Estate Planning Is Not a Taboo Topic
There are all kinds of topics that people tend not to discuss at family or friendly functions. The common no-nos are religion and politics. Another topic many don’t want to discuss is estate planning.
Perhaps it’s because it feels morbid or too personal. Let this post from our team at White & Associates serve as permission and encouragement: Talk about your plans and intentions for your estate consistently with the people who matter. Talk about the what-ifs, the what-nows, and the how-tos.
Celebrity Situations Serve as Estate Plan Reminders
The daughter of musical idol Elvis Presley, Lisa Marie, passed away in January. While most of us can’t relate to the kind of life she lived and the assets she inherited, the complications her family faced following her death provide legal reminders for everyday people.
Presley’s Problems Teach a Lesson
The Presley family has a trust, reportedly requiring the involvement of certain specified parties for amendments to be valid. Though many look at the Presley family and descendants as financially fortunate, Lisa Marie has endured great loss, and, therefore, needed to reassess the family estate plan on multiple occasions.
Reports indicate that Lisa Marie made the error of not having her mother sign off on certain plan changes, which led to unnecessary legal stress following her death.

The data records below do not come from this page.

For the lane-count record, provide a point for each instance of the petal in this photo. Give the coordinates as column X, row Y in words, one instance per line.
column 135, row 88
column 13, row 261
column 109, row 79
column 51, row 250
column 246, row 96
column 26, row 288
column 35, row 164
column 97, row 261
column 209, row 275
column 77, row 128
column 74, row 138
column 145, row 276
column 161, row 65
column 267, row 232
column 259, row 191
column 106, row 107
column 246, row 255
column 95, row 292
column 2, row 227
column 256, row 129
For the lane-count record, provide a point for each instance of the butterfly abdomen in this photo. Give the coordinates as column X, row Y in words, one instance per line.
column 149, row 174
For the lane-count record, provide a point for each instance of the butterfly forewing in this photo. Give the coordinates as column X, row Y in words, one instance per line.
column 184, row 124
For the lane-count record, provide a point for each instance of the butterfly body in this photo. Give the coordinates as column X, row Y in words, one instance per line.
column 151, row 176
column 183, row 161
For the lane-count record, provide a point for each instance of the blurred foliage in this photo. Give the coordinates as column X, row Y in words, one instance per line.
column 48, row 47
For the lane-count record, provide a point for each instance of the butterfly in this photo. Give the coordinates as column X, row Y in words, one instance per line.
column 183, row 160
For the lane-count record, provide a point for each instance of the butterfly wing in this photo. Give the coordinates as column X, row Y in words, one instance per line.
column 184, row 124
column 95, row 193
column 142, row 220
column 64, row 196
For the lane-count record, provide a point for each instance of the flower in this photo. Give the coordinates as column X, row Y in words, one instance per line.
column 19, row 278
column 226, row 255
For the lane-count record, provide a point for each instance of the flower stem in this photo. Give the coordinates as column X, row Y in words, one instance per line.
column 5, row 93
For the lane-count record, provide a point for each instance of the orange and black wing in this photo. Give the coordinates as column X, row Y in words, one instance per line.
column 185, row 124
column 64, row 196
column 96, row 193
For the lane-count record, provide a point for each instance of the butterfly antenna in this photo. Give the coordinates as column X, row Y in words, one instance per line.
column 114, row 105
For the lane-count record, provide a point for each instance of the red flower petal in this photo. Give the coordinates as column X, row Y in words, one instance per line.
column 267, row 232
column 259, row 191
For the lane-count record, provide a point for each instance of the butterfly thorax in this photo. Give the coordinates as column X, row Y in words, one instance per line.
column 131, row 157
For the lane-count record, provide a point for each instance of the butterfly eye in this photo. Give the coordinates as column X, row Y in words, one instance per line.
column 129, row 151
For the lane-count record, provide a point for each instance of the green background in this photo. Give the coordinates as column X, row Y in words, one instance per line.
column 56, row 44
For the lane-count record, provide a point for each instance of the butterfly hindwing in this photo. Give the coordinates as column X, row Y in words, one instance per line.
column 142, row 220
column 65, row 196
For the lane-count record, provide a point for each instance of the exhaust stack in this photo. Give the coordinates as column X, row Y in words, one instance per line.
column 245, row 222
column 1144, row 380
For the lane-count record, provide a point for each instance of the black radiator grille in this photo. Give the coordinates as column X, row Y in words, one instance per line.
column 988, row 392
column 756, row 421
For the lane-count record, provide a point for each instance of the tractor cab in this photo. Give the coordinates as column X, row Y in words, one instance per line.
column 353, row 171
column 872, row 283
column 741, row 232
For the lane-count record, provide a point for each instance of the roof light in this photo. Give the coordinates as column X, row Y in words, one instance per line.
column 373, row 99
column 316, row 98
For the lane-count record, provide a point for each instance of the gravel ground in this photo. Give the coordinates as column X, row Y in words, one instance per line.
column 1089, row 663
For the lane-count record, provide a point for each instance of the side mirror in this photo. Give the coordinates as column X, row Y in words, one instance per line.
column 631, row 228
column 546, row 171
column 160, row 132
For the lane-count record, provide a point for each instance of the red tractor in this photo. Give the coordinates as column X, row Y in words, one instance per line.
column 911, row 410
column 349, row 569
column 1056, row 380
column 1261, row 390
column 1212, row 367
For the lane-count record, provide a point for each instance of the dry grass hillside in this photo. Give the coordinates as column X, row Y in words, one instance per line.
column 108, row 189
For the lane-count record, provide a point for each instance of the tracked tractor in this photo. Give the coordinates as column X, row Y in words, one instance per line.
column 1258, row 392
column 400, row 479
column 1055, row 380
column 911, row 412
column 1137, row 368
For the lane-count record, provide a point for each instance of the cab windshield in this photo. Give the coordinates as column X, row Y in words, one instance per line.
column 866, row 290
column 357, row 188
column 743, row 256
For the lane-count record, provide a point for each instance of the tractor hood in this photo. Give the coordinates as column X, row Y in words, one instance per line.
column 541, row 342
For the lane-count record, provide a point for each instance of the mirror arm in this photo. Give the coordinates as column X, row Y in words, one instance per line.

In the case of Lisa Marie and her family, she had multiple children from different fathers. In her trust, Lisa Marie did clarify who would be guardians of her youngest daughters. Clarity like that provides a source of confidence and peace for the family who is going through grief following the death of a loved one.

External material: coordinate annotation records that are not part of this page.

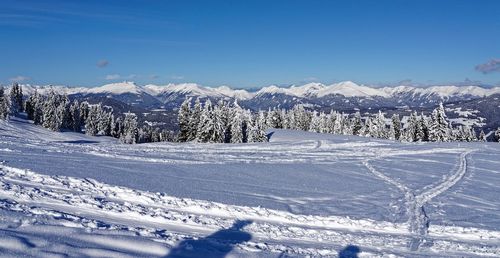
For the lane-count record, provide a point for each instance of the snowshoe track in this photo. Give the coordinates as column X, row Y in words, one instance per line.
column 418, row 220
column 94, row 205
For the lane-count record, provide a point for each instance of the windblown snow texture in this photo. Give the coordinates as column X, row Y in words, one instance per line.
column 302, row 194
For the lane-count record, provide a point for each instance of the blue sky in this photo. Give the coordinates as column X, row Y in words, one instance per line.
column 249, row 43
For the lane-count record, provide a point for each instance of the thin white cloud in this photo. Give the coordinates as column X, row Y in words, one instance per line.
column 489, row 67
column 112, row 77
column 102, row 63
column 177, row 77
column 19, row 78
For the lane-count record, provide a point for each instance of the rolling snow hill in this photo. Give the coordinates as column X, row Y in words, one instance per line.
column 302, row 194
column 344, row 97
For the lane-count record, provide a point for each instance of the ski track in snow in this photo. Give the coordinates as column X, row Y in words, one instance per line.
column 417, row 218
column 89, row 204
column 112, row 217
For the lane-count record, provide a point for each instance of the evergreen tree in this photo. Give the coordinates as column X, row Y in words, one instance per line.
column 315, row 125
column 218, row 124
column 237, row 126
column 130, row 130
column 16, row 99
column 379, row 129
column 38, row 108
column 63, row 113
column 412, row 128
column 92, row 121
column 395, row 128
column 29, row 106
column 194, row 120
column 74, row 111
column 257, row 132
column 274, row 118
column 330, row 124
column 183, row 117
column 357, row 124
column 339, row 124
column 323, row 124
column 4, row 105
column 301, row 118
column 205, row 127
column 439, row 128
column 51, row 117
column 117, row 128
column 482, row 136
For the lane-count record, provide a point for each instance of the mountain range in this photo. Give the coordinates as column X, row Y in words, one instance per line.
column 344, row 96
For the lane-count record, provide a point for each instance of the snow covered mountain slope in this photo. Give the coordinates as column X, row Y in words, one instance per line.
column 346, row 89
column 302, row 194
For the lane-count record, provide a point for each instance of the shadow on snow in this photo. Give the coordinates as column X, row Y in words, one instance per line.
column 350, row 251
column 216, row 245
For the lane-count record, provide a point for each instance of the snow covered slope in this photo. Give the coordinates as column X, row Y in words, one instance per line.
column 302, row 194
column 310, row 90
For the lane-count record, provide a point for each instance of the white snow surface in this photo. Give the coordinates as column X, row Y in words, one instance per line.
column 346, row 88
column 302, row 194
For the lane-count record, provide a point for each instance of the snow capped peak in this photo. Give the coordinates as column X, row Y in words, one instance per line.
column 351, row 89
column 309, row 89
column 272, row 89
column 117, row 88
column 233, row 93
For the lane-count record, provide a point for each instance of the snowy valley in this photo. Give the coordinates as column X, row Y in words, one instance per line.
column 301, row 194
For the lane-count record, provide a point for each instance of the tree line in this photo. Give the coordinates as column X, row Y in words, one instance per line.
column 220, row 123
column 56, row 112
column 417, row 127
column 225, row 123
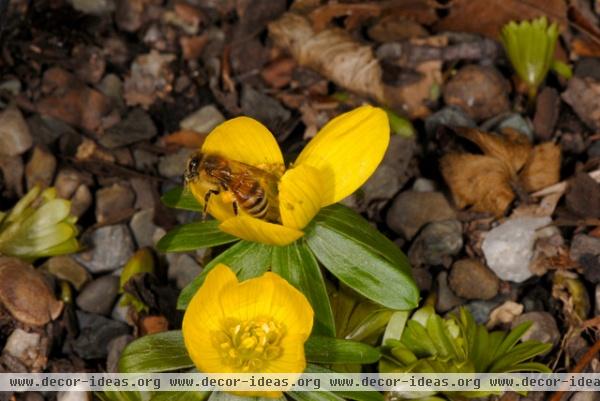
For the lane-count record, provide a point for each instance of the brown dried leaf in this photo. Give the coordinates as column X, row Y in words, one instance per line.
column 25, row 293
column 340, row 58
column 480, row 181
column 512, row 148
column 543, row 167
column 332, row 52
column 505, row 313
column 488, row 17
column 185, row 138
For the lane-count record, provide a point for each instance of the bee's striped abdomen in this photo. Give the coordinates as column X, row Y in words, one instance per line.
column 254, row 202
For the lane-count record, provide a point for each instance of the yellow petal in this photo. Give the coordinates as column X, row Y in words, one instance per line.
column 347, row 150
column 204, row 317
column 245, row 140
column 255, row 230
column 300, row 199
column 292, row 360
column 270, row 296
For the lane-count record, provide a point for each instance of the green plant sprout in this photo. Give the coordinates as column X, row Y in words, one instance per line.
column 39, row 225
column 530, row 48
column 428, row 343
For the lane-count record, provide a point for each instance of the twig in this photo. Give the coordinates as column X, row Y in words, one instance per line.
column 583, row 362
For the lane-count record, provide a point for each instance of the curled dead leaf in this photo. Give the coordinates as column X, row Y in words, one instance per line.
column 505, row 313
column 340, row 58
column 486, row 182
column 542, row 168
column 479, row 181
column 332, row 52
column 25, row 293
column 512, row 147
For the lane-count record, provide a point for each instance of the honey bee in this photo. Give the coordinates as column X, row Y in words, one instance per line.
column 252, row 189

One of Lisa Marie’s children also suffered an untimely death. The trust didn’t reflect that loss, leaving the surviving family with questions. Whether someone’s estate plan involves a will, trust, guardianship or all of the above, a plan needs to change when there are big life changes.
What Life Changes Should Impact Your Will?
Lisa Marie lost a child. That means she, like any other parent who loses a child, would want to reassess how assets would be distributed among the remaining family. If that child was given some authority in the estate plan, obviously the loss of that person would mean additional changes are necessary for the trust.
The following are other major life changes that should trigger possible estate plan adjustments:
- Death in the family
- New child
- Loss or gain of real estate
- Change in estate planning and/or tax laws of your state
- Relocation (since laws may differ regarding your taxes and estate plan)
There are also other life events that could alter what is best for your planning purposes. The more you, your family, your financial advisors, and your legal advisors discuss the future and your intentions, the likelier you are to revisit an estate plan when necessary.
If Your Plan Needs Work, Get it Done
Consistently revising a will or trust is important. Make those changes, and when you do, make sure they are done according to the law so they’re valid when you’re gone.